You are viewing a plain text version of this content. The canonical link for it is here.
Posted to issues@tez.apache.org by "Jeff Zhang (JIRA)" <ji...@apache.org> on 2014/10/30 04:28:33 UTC

[jira] [Comment Edited] (TEZ-1703) Exception handling for InputInitializer

    [ https://issues.apache.org/jira/browse/TEZ-1703?page=com.atlassian.jira.plugin.system.issuetabpanels:comment-tabpanel&focusedCommentId=14189576#comment-14189576 ] 
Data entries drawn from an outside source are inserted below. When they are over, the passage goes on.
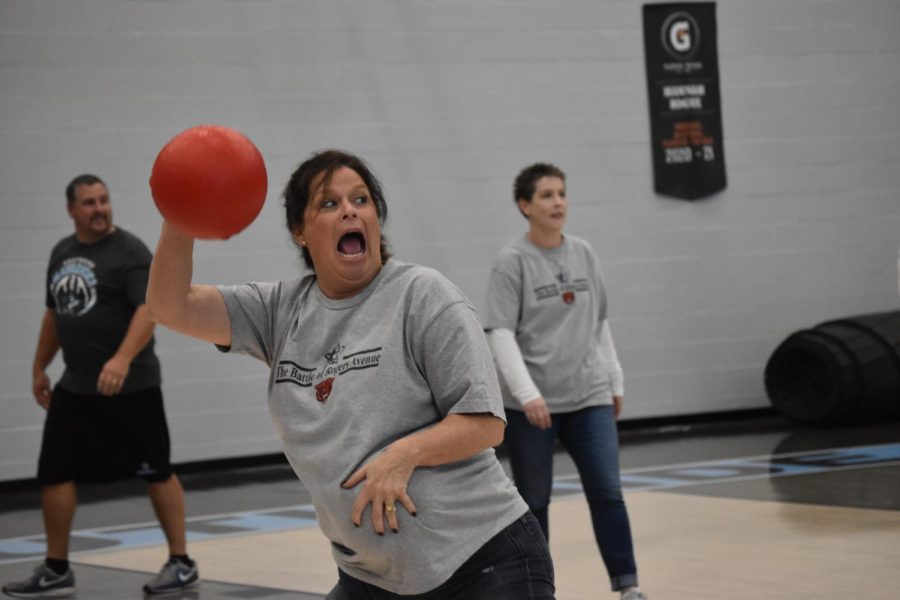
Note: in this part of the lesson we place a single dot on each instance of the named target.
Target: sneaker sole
(171, 591)
(57, 593)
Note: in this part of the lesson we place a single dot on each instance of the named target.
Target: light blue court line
(634, 482)
(746, 469)
(268, 522)
(23, 547)
(137, 537)
(707, 473)
(642, 479)
(567, 486)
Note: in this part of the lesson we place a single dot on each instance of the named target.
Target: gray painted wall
(447, 100)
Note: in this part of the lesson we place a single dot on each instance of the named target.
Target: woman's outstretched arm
(195, 310)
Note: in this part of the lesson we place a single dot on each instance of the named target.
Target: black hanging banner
(683, 86)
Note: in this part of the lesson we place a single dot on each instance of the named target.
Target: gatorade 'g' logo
(680, 35)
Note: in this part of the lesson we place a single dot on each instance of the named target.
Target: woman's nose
(348, 209)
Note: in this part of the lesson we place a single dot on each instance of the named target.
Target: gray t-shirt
(348, 377)
(555, 303)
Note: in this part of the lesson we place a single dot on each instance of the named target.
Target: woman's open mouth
(352, 243)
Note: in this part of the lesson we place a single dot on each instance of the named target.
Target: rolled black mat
(841, 371)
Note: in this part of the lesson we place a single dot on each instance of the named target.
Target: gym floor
(751, 508)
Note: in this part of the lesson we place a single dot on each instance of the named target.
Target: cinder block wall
(447, 100)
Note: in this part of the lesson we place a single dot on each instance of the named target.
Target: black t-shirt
(95, 289)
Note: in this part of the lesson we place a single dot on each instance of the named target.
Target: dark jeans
(591, 439)
(513, 565)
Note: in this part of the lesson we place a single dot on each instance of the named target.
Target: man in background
(105, 417)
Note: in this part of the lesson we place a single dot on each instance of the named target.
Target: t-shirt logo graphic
(74, 287)
(323, 389)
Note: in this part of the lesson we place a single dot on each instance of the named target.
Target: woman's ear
(524, 206)
(298, 236)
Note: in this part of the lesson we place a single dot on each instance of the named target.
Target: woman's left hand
(385, 485)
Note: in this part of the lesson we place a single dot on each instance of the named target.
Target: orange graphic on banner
(687, 133)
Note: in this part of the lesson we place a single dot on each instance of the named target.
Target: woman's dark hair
(86, 179)
(298, 192)
(526, 181)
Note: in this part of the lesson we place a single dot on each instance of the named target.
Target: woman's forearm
(195, 310)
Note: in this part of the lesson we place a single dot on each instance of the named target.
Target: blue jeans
(513, 565)
(590, 437)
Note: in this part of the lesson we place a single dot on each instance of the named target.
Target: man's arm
(48, 346)
(115, 370)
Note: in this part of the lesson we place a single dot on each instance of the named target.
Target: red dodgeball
(209, 182)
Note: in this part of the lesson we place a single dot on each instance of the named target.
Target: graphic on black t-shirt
(74, 287)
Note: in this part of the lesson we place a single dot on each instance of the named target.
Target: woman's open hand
(385, 485)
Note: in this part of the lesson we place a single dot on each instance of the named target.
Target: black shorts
(100, 438)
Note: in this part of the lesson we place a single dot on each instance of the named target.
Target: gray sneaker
(174, 576)
(43, 583)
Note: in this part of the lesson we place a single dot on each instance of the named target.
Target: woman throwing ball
(383, 392)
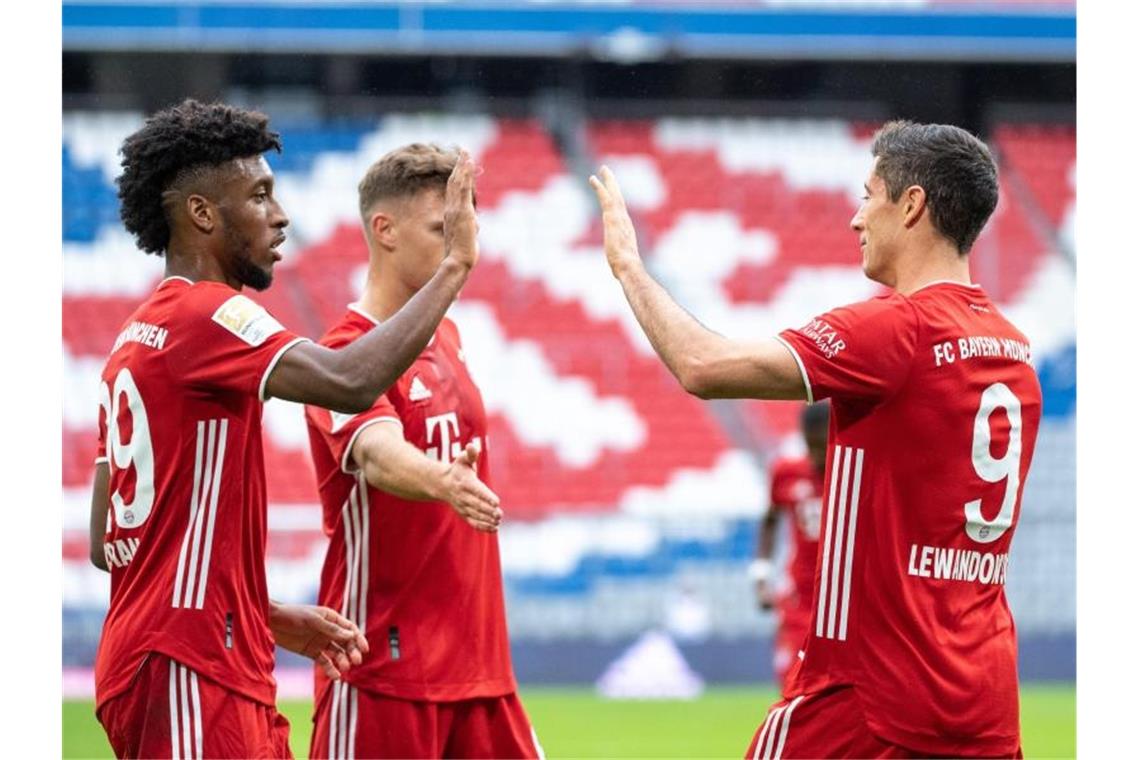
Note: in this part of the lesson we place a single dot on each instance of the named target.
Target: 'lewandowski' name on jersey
(979, 345)
(144, 333)
(944, 563)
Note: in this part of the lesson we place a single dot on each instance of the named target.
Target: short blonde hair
(404, 172)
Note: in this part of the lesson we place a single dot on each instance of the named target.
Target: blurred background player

Jeff Zhang edited comment on TEZ-1703 at 10/30/14 3:28 AM:
-----------------------------------------------------------

bq.  {code}
 DAGTerminationCause.VERTEX_FAILURE,
 vertexEvent.getVertexTerminationCause() == null ? VertexTerminationCause.OTHER_VERTEX_FAILURE
 : vertexEvent.getVertexTerminationCause());
 DAGTerminationCause.VERTEX_FAILURE, VertexTerminationCause.OTHER_VERTEX_FAILURE);
{code}
bq. This is required so that all vertices don't get the same termination cause as the first vertex to fail ?
Yes, otherwise all the vertices' termination would be the same which don't make sense to me. Beside there will be one issue in VertexImpl.checkVertexForCompletion where we will check the termination cause where we don't check ROOT_INPUT_INIT_FAILURE. 

bq. Prior to the patch
bq. It's possible for events/notifications to be sent to a complete Initializer since the initializers / events are handled in separate threads. The setComplete() and isComplete checks aren't sufficient to avoid this.
bq. Ideally, completed initializers should just handle these events gracefully, but that's not something that Tez can guarantee. We need to handle such situations, likely in a separate jira.
After Initialize completed, InputInitliazerManager would been shutdown, will that solve this issue ?

bq. Will inputInitializer failures never go through this transition ? It may be better to set this up based on the SOURCE information available in the exception.
InputInitializer will set TerminationCause as ROOT_INIT_FAILURE rather than AM_USERCODE_EXCEPTION which is a special cause.  Maybe we could still split AMUserCodeException into VertexManagerException/EdgeManagerException, then it would be much more clear and consistency.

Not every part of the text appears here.